第105話:魂のシュリンク、軍師の再生
世界の理が逆流する岬の診療所。そこでは今、既存の生命倫理をパッキング解除(解体)する禁忌の手術が行われていた。
梱包師タムが差し出したのは、自らの右腕に宿る「人間としての実感」。
軍師ゼロが手にするのは、神の理すらも掴み取る「異能の指先」。
手術室の外で見守る仲間たちは、理不尽な等価交換の音を聴きながら、己の無力さを噛み締めていた。
失われる感覚と、新たに繋ぎ直される魂の回路。
二人が「個」であることを捨て、一つの「システム」へと融合していく、新生の瞬間が始まる。
手術室の扉の向こう側から、キィィィィンという鼓膜を刺すような高周波の音が漏れ聞こえてくる。
それは鋼を切る音ではない。因果の糸を無理やり引き抜き、別の魂へと縫い付ける、世界の悲鳴のような音だった。
「……クソっ、俺たちは、また……」
カイトが、診療所の錆びついた壁を拳で叩いた。かつて極北の工蔽でアレスに敗北したあの日と同じ、あるいはそれ以上に重い無力感が、勇者の背中にのしかかっていた。
自分たちは強くなったはずだった。だが、今、仲間を救うために支払われているのは、己の剣の届かない「魂の削り出し」という代償だ。
「カイト、落ち着きなさい。……今のあの子たちに必要なのは、あなたの苛立ちではなく、終わった後の『居場所』よ」
リナが静かに告げるが、彼女の纏うセレスティアの装甲もまた、異常な緊張で震えていた。
『リナさん、……手術室内から観測される魔力波形が、……既存の生命体の域を逸脱しています。……タムさんとゼロさんの波形が、……一つの波へと「パッキング」されつつあります』
セレスの無機質な解析が、今の事態の異常さを浮き彫りにする。それは単なる治療ではなく、二人の人間を解体し、新しい何かへと作り変える工程に他ならなかった。
アルウェンは祈るように弓を握りしめ、エドワードは杖を頼りに、ただじっと扉の奥から響くマルクスの狂笑を聞いていた。

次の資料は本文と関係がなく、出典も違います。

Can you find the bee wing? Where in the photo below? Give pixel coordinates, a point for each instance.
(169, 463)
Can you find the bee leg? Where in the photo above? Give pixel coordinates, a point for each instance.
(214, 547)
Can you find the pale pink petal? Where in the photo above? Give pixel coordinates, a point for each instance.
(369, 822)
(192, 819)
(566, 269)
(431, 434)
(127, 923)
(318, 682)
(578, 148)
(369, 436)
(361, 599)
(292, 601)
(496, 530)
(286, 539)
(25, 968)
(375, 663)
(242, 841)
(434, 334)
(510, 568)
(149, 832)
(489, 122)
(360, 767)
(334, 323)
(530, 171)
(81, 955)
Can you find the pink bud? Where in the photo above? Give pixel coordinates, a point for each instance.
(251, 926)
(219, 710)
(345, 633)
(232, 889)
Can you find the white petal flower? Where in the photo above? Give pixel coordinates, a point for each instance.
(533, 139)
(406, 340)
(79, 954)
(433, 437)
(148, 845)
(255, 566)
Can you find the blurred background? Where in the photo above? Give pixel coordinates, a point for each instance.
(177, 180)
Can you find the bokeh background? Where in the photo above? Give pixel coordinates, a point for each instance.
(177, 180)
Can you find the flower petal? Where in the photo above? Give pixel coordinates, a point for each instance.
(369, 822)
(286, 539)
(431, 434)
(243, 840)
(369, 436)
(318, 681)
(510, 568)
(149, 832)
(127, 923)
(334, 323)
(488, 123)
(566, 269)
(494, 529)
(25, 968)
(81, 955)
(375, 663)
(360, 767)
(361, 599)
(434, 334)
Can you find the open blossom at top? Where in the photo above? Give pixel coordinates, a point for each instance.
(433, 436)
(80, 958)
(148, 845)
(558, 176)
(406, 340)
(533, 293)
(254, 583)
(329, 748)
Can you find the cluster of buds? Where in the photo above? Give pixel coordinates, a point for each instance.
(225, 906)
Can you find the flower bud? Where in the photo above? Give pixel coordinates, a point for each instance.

「フォッフォ……。わしら学徒が一生をかけても到達できぬ領域を、あやつらは歩いておる。……タム殿、君という男はどこまで『荷物』のために己を削るつもりじゃ……」
手術室の中。
マルクスのメスが、タムの右腕から「黄金の光の糸」を引きずり出していた。
「ヒャハハ! 来たぜ来たぜ! 梱包師、お前の『触感』という名のデータ、確かに受領したぞッ!」
その瞬間、タムの意識が白く弾けた。
指先に触れていたゼロの肌の感触。空気の冷たさ。手術台の硬さ。
それらが、シュルシュルと音を立てて身体から剥がれ落ちていく。
右腕が、まるで「最初から存在しなかった物」のように、意識の地図から消去されていく恐怖。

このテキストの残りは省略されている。